Fueled by an engagement imperative, health extension advances the social mission of pubic and publically-serving institutions by improving well-being and creating value that is timely and meaningful to constituents. It harnesses and aligns our resources and investments with what we say we value and what communities want. More than an approach or method, health extension hardwires engagement into the way we do the business – because it’s the right thing, because the public demands it, and because it works.

Defining Engagement

Engagement has been defined in many ways:

“Community engagement is the collaboration between institutions of higher education and their larger communities (local, regional/state, national, global) for the mutually beneficial exchange of knowledge and resources in a context of partnership and reciprocity.
Carnegie Foundation

“An Engaged Institution… is fully committed to direct, two-way interaction with communities and other external constituencies through the development, exchange, and application of knowledge, information and expertise for mutual benefit.”
American Association of State Colleges and Universities, Task Force on Public Engagement

“(Engaged Scholarship is) a specific conception of faculty work that connects the intellectual assets of the institution (i.e. faculty expertise) to public issues such as community, social, cultural, human, and economic development. Through engaged forms of teaching and research, faculty apply their academic expertise to public purposes, as a way of contribution to the fulfillment pf the core mission of the institution.”
Barbara Holland, University of Sydney

“Engagement is the partnership of university knowledge and resources with those of the public and private sectors to, enrich scholarship and research, enhance curricular content and process, prepare citizen scholars, endorse democratic values and civic responsibility, address critical societal issues, and contribute to the public good.”
Committee on Institutional Cooperation

The Imperative for Engagement: Leadership & Policy

This year, the nation’s public and land grant universities celebrate the 150th anniversary of the Morrill Land-grant Act, enabling states to open public colleges and laying the foundation for democratizing access to higher education for all Americans. With a bold stroke of public policy, access to public higher education was opened to working Americans and tied to improving public well-being. One-hundred and fifty years later – propelled by the urgent call to improve heath and health equity – HERO serves as an engagement strategy to harness and integrate the knowledge and resources of New Mexico’s flagship university to improve the health and health equity of New Mexicans. The below video describes the importance of this sesquicentennial anniversary:

Universities and institution of higher education can participate in the Engagement Academy, a “unique executive development program is designed for leaders responsible for developing institutional capacity for community engagement. Participants will develop institutional plans for engagement and will return to their campuses with the ability to advance their plan as well as effectively link community engagement to the teaching, research, and service missions of the institution.” Click below to learn more about this program:

Are you Engaged? Take the Test!

The Kellogg Commission has developed the following questions to gage the engagement level of an institution:

Responsiveness: Are we listening to communities? Asking the right questions? Are our communications clear? Do we understand that in reaching out, we are also obtaining valuable information for our own purposes?
Respect for partners: Do we encourage joint definitions of problems, solutions, and definitions of success? Do we genuinely respect the skills and capacities of our partners? Do we recognize we have as much to learn as we have to offer?
Academic neutrality: Does our outreach maintain our role as neutral facilitator and source of information in the policy arena?
Accessibility: How do we help potential partners navigate our complex organizational structures? Is our expertise equally accessible to all constituencies of concern within our state and community?
Integration: How does our institution encourage and incentivize outreach, service and engagement? How does interdisciplinary work drive integration?
Coordination: Are our academic units dealing with each other productively? Do the communications and government relations offices understand our engagement agenda? Do our faculty, staff, and students need help in developing the skills of translating expert knowledge into something the public appreciates?
Resource partnerships: Are the resources we’ve committed to engagement sufficient? How do we resource the time and efforts of staff, faculty, students, as well as curriculum and program costs?

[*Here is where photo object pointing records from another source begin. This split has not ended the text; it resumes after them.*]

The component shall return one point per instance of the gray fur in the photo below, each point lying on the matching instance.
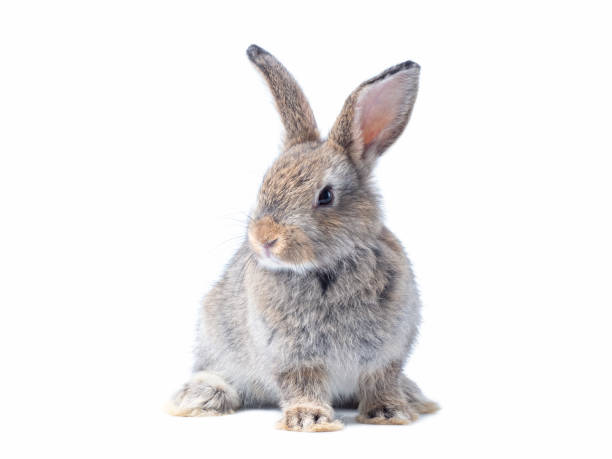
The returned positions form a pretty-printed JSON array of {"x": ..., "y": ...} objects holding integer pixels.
[{"x": 330, "y": 315}]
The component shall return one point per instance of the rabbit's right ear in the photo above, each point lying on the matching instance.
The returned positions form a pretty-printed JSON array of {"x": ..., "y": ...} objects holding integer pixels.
[
  {"x": 293, "y": 107},
  {"x": 375, "y": 114}
]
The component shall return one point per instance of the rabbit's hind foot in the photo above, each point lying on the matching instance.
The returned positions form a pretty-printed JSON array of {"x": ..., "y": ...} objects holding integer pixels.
[{"x": 206, "y": 394}]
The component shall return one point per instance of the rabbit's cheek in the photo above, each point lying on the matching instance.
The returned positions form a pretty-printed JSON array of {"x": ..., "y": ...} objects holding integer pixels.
[{"x": 295, "y": 247}]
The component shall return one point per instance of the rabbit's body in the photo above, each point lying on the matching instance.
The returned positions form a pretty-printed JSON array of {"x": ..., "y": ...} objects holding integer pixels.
[
  {"x": 256, "y": 322},
  {"x": 319, "y": 305}
]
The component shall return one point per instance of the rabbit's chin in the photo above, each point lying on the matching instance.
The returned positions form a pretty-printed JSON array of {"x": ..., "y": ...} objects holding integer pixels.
[{"x": 274, "y": 264}]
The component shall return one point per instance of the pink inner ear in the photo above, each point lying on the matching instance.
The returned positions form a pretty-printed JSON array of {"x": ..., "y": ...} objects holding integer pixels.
[{"x": 380, "y": 107}]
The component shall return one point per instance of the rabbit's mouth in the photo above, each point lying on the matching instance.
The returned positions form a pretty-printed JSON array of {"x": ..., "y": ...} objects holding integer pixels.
[{"x": 280, "y": 247}]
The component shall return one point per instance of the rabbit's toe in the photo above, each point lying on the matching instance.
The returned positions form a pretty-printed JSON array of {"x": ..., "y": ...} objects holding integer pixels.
[
  {"x": 309, "y": 417},
  {"x": 206, "y": 394},
  {"x": 384, "y": 414}
]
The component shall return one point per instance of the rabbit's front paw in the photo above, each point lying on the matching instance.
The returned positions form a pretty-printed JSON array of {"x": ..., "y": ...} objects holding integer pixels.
[
  {"x": 206, "y": 394},
  {"x": 387, "y": 414},
  {"x": 309, "y": 417}
]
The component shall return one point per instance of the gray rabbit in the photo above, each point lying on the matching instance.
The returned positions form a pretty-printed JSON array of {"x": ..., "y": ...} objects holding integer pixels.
[{"x": 319, "y": 307}]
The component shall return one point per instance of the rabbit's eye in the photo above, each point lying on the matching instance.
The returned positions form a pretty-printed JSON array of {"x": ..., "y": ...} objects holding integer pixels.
[{"x": 326, "y": 197}]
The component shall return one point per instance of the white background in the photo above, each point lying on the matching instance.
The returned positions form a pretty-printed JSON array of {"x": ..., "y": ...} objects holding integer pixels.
[{"x": 133, "y": 136}]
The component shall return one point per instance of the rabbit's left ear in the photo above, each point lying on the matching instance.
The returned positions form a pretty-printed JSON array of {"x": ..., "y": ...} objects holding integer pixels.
[
  {"x": 376, "y": 113},
  {"x": 293, "y": 107}
]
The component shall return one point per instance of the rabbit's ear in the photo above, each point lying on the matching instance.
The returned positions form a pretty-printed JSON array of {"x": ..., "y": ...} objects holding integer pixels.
[
  {"x": 376, "y": 113},
  {"x": 292, "y": 105}
]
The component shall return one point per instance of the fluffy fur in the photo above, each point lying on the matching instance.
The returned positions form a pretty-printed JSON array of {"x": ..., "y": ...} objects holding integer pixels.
[{"x": 319, "y": 307}]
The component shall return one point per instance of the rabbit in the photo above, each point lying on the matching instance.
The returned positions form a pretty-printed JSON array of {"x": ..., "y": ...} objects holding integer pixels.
[{"x": 319, "y": 307}]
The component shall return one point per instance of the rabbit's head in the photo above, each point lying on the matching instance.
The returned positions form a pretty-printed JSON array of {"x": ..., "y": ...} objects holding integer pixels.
[{"x": 316, "y": 205}]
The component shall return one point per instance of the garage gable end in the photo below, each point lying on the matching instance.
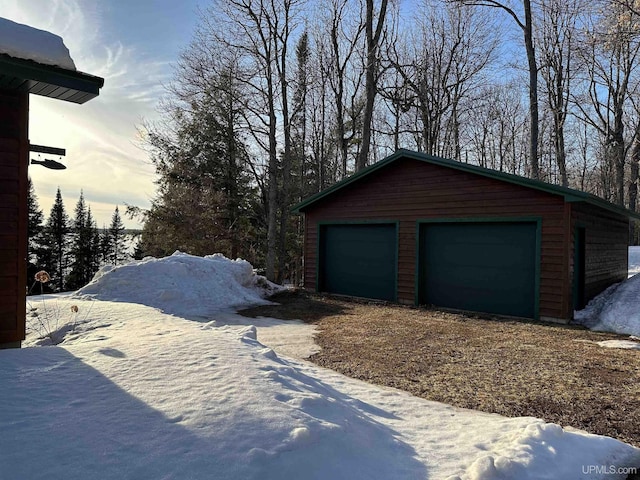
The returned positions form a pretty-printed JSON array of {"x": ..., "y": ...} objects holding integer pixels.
[{"x": 568, "y": 194}]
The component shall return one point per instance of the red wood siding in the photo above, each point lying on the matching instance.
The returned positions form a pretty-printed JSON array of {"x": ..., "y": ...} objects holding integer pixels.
[
  {"x": 606, "y": 247},
  {"x": 14, "y": 147},
  {"x": 408, "y": 190}
]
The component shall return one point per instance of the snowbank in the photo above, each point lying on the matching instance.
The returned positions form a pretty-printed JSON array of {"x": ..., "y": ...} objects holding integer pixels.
[
  {"x": 134, "y": 393},
  {"x": 181, "y": 284},
  {"x": 617, "y": 309},
  {"x": 634, "y": 260},
  {"x": 21, "y": 41}
]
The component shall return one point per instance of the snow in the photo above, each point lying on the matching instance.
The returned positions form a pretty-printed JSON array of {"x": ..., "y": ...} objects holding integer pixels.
[
  {"x": 625, "y": 344},
  {"x": 171, "y": 390},
  {"x": 181, "y": 284},
  {"x": 617, "y": 308},
  {"x": 21, "y": 41}
]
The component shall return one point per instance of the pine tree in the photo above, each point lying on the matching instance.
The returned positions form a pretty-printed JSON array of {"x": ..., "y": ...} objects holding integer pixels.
[
  {"x": 55, "y": 244},
  {"x": 105, "y": 246},
  {"x": 34, "y": 231},
  {"x": 94, "y": 250},
  {"x": 116, "y": 237},
  {"x": 84, "y": 250},
  {"x": 35, "y": 227}
]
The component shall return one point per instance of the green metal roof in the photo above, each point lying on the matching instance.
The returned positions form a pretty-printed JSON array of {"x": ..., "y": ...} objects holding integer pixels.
[
  {"x": 46, "y": 80},
  {"x": 569, "y": 194}
]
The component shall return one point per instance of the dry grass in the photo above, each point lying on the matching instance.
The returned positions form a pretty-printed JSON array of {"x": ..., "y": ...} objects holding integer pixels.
[{"x": 510, "y": 367}]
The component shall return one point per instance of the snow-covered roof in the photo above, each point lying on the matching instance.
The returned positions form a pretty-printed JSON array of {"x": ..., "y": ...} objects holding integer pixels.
[
  {"x": 38, "y": 62},
  {"x": 28, "y": 43}
]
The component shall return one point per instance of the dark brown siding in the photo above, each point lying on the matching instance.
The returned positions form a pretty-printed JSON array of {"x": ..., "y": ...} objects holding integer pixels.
[
  {"x": 13, "y": 214},
  {"x": 408, "y": 190},
  {"x": 606, "y": 247}
]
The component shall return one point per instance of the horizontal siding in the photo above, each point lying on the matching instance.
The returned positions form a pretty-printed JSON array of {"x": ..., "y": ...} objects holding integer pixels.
[
  {"x": 606, "y": 247},
  {"x": 13, "y": 214},
  {"x": 409, "y": 190}
]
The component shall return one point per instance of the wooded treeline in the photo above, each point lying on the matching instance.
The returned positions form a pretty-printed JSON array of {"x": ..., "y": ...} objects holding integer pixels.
[
  {"x": 275, "y": 100},
  {"x": 70, "y": 250}
]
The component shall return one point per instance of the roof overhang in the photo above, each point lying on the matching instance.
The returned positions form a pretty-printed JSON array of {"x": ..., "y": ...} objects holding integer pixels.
[
  {"x": 569, "y": 195},
  {"x": 49, "y": 81}
]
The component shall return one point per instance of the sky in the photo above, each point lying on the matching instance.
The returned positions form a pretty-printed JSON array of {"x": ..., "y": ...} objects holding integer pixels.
[{"x": 132, "y": 45}]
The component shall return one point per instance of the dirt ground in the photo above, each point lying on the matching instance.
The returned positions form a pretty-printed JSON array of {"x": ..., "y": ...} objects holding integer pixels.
[{"x": 509, "y": 367}]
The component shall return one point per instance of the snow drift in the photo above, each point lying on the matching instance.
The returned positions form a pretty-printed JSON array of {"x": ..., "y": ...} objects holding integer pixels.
[
  {"x": 181, "y": 284},
  {"x": 617, "y": 309}
]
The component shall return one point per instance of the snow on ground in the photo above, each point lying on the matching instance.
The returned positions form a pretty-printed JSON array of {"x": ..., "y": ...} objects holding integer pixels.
[
  {"x": 625, "y": 344},
  {"x": 617, "y": 309},
  {"x": 133, "y": 392},
  {"x": 21, "y": 41}
]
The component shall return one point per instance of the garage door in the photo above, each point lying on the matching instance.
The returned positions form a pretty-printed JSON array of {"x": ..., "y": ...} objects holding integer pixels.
[
  {"x": 358, "y": 260},
  {"x": 482, "y": 267}
]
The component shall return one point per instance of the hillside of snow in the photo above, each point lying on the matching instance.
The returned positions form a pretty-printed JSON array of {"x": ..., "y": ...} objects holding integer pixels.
[
  {"x": 145, "y": 385},
  {"x": 181, "y": 284}
]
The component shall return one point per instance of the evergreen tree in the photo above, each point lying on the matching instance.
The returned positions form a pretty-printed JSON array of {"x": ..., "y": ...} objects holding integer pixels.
[
  {"x": 117, "y": 239},
  {"x": 206, "y": 202},
  {"x": 94, "y": 252},
  {"x": 105, "y": 246},
  {"x": 84, "y": 263},
  {"x": 36, "y": 217},
  {"x": 55, "y": 243}
]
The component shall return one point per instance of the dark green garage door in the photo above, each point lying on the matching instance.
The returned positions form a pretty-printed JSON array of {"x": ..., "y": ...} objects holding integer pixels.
[
  {"x": 358, "y": 260},
  {"x": 482, "y": 267}
]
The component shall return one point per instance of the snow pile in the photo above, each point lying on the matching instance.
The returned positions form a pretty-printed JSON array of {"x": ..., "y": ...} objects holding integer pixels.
[
  {"x": 617, "y": 309},
  {"x": 136, "y": 393},
  {"x": 181, "y": 284},
  {"x": 21, "y": 41}
]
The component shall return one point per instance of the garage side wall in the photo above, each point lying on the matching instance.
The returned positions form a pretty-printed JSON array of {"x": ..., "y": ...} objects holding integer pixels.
[
  {"x": 606, "y": 247},
  {"x": 409, "y": 190},
  {"x": 13, "y": 216}
]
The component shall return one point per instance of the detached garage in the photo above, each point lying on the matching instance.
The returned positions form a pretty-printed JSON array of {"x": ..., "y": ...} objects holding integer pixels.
[{"x": 424, "y": 230}]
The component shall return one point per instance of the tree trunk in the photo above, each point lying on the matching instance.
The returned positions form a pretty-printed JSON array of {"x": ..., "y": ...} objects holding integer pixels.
[
  {"x": 533, "y": 91},
  {"x": 373, "y": 42}
]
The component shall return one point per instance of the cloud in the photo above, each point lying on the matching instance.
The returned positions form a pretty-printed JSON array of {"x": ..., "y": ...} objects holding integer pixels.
[{"x": 103, "y": 156}]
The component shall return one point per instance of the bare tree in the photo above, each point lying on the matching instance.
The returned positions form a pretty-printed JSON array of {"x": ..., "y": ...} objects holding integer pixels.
[
  {"x": 610, "y": 59},
  {"x": 440, "y": 61},
  {"x": 260, "y": 32},
  {"x": 374, "y": 23},
  {"x": 559, "y": 27}
]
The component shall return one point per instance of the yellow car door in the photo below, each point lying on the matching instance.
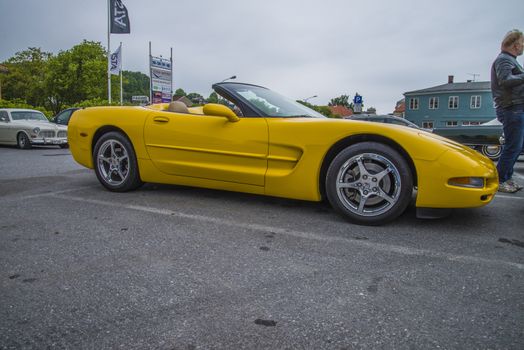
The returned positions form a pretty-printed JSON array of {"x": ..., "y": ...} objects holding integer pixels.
[{"x": 208, "y": 147}]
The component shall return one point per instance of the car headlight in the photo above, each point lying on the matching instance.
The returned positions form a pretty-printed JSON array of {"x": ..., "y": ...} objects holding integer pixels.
[{"x": 469, "y": 182}]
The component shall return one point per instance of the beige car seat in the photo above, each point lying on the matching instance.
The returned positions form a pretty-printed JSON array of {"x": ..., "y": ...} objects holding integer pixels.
[{"x": 177, "y": 107}]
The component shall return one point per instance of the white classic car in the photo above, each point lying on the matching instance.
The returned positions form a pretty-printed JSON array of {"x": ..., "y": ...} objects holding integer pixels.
[{"x": 27, "y": 127}]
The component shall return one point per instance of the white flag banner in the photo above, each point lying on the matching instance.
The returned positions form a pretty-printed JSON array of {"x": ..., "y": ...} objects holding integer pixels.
[{"x": 116, "y": 61}]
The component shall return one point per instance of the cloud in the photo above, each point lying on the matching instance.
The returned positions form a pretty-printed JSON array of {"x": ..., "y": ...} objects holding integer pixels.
[{"x": 380, "y": 49}]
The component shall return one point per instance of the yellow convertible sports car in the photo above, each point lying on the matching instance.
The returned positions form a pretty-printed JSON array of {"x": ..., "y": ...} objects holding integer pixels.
[{"x": 264, "y": 143}]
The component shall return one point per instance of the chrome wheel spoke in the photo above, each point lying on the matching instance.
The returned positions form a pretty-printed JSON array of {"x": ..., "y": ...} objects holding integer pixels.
[
  {"x": 386, "y": 197},
  {"x": 104, "y": 159},
  {"x": 362, "y": 204},
  {"x": 342, "y": 185},
  {"x": 361, "y": 167},
  {"x": 122, "y": 177}
]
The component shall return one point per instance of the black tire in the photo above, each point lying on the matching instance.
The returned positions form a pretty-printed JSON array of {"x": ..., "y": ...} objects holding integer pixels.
[
  {"x": 115, "y": 163},
  {"x": 493, "y": 152},
  {"x": 22, "y": 141},
  {"x": 374, "y": 172}
]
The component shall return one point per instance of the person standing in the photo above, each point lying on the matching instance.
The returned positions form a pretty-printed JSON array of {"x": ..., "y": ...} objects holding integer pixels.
[{"x": 507, "y": 86}]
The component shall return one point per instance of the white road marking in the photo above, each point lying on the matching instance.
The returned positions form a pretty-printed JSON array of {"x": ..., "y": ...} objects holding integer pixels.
[
  {"x": 299, "y": 234},
  {"x": 509, "y": 196},
  {"x": 46, "y": 194}
]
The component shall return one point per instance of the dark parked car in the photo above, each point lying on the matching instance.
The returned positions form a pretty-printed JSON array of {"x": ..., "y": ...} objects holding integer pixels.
[{"x": 63, "y": 117}]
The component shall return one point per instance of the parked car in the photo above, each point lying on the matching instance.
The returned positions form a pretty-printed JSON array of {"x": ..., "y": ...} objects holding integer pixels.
[
  {"x": 27, "y": 127},
  {"x": 278, "y": 147},
  {"x": 388, "y": 119},
  {"x": 63, "y": 117},
  {"x": 484, "y": 138}
]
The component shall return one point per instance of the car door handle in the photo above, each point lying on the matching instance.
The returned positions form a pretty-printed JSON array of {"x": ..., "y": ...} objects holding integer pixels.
[{"x": 162, "y": 120}]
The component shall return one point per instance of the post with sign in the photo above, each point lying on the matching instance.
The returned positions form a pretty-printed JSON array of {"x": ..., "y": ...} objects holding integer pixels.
[
  {"x": 161, "y": 78},
  {"x": 357, "y": 104}
]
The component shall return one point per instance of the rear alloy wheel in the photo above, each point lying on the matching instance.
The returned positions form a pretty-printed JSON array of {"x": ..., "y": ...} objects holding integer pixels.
[
  {"x": 370, "y": 183},
  {"x": 491, "y": 151},
  {"x": 22, "y": 141},
  {"x": 115, "y": 163}
]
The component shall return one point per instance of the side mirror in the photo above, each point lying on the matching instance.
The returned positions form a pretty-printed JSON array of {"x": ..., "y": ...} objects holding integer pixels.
[{"x": 215, "y": 109}]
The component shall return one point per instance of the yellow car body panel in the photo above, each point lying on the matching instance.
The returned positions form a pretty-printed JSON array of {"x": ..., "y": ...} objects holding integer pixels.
[{"x": 273, "y": 156}]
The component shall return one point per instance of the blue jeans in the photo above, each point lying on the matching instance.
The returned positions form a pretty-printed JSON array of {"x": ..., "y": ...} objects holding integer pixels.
[{"x": 512, "y": 119}]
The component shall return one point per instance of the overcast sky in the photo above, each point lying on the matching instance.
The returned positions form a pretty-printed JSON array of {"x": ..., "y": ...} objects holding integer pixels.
[{"x": 378, "y": 48}]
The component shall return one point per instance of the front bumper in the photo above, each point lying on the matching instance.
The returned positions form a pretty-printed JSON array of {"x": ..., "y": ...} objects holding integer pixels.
[
  {"x": 435, "y": 191},
  {"x": 49, "y": 141}
]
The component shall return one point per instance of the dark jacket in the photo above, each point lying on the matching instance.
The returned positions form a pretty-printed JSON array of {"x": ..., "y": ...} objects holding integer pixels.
[{"x": 507, "y": 81}]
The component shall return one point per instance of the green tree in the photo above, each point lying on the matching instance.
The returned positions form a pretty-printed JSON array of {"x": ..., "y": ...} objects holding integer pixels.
[
  {"x": 180, "y": 92},
  {"x": 26, "y": 78},
  {"x": 342, "y": 100},
  {"x": 213, "y": 98},
  {"x": 78, "y": 74},
  {"x": 196, "y": 98}
]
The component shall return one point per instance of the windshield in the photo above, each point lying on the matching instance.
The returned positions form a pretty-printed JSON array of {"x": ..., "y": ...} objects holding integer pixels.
[
  {"x": 28, "y": 115},
  {"x": 271, "y": 103}
]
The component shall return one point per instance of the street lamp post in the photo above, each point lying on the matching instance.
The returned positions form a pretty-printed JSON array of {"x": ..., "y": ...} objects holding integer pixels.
[
  {"x": 3, "y": 70},
  {"x": 309, "y": 98}
]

Extension for Engagement: How Extension Reflects the Values of an Engaged Institution

COMING SOON, STAY TUNED! (video vignette from Oregon partners on the shift from “transfer of expertise” to “sharing and reciprocity”)

Engaged Scholarship: Integrated Knowledge that WORKS

Community-engaged scholarship “involves the faculty member in a mutually beneficial partnership with the community. Community-engaged scholarship can be trans-disciplinary and often integrates some combination of multiple forms of scholarship. For example, service-learning can integrate the scholarship of teaching, application, and engagement, and community-based participatory research can integrate the scholarship of discovery, integration, application and engagement.”

Some of the types of community-engaged scholarship include:

  • Service-learning
  • Community-Bases Participatory Research (CBPR)
  • Academic public health practice

Engaging faculty in the community through scholarship leads to many important goals that are important to academic health centers:

  • Improve health professional education
  • Achieve a diverse health workforce
  • Increase access to care
  • Eliminate health disparites

Working with communities is important work for faculty. However, in order to be considered scholarship, the following must exist:

  • Clear goals
  • Adequate preparation
  • Appropriate methods
  • Significant results
  • Effective presentation
  • Reflective critique
  • Rigor
  • Peer review

To learn more on how Academic Health Centers can support community-engaged scholarship, click on the table below:

The Clinical and Translational Science Awards Consortium has compiled the following principles of community engagement:

  • Be clear about the purposes or goals of the engagement.
  • Become knowledgeable about the community’s culture, economic conditions, social networks, political and power structures, norms and values, history, and experience with efforts by outside groups to engage it in various programs.
  • Go to the community, establish relationships, build trust, work with the formal and informal leadership.
  • No external entity should assume it can bestow on a community the power to act in its own self-interest.
  • Partnering with the community is necessary to create change and improve health.
  • All aspects of community engagement must recognize and respect the diversity of the community. Awareness of the various cultures of a community and other factors affecting diversity must be paramount in planning, designing, and implementing approaches to engaging a community.
  • Community engagement can only be sustained by identifying and mobilizing community assets and strengths and by developing the community’s capacity and resources to make decisions and take action.
  • Organizations that wish to engage a community as well as individuals seeking to effect change must be prepared to release control of actions or interventions to the community and be flexible enough to meet its changing needs.
  • Community collaboration requires long-term commitment by the engaging organization and its partners.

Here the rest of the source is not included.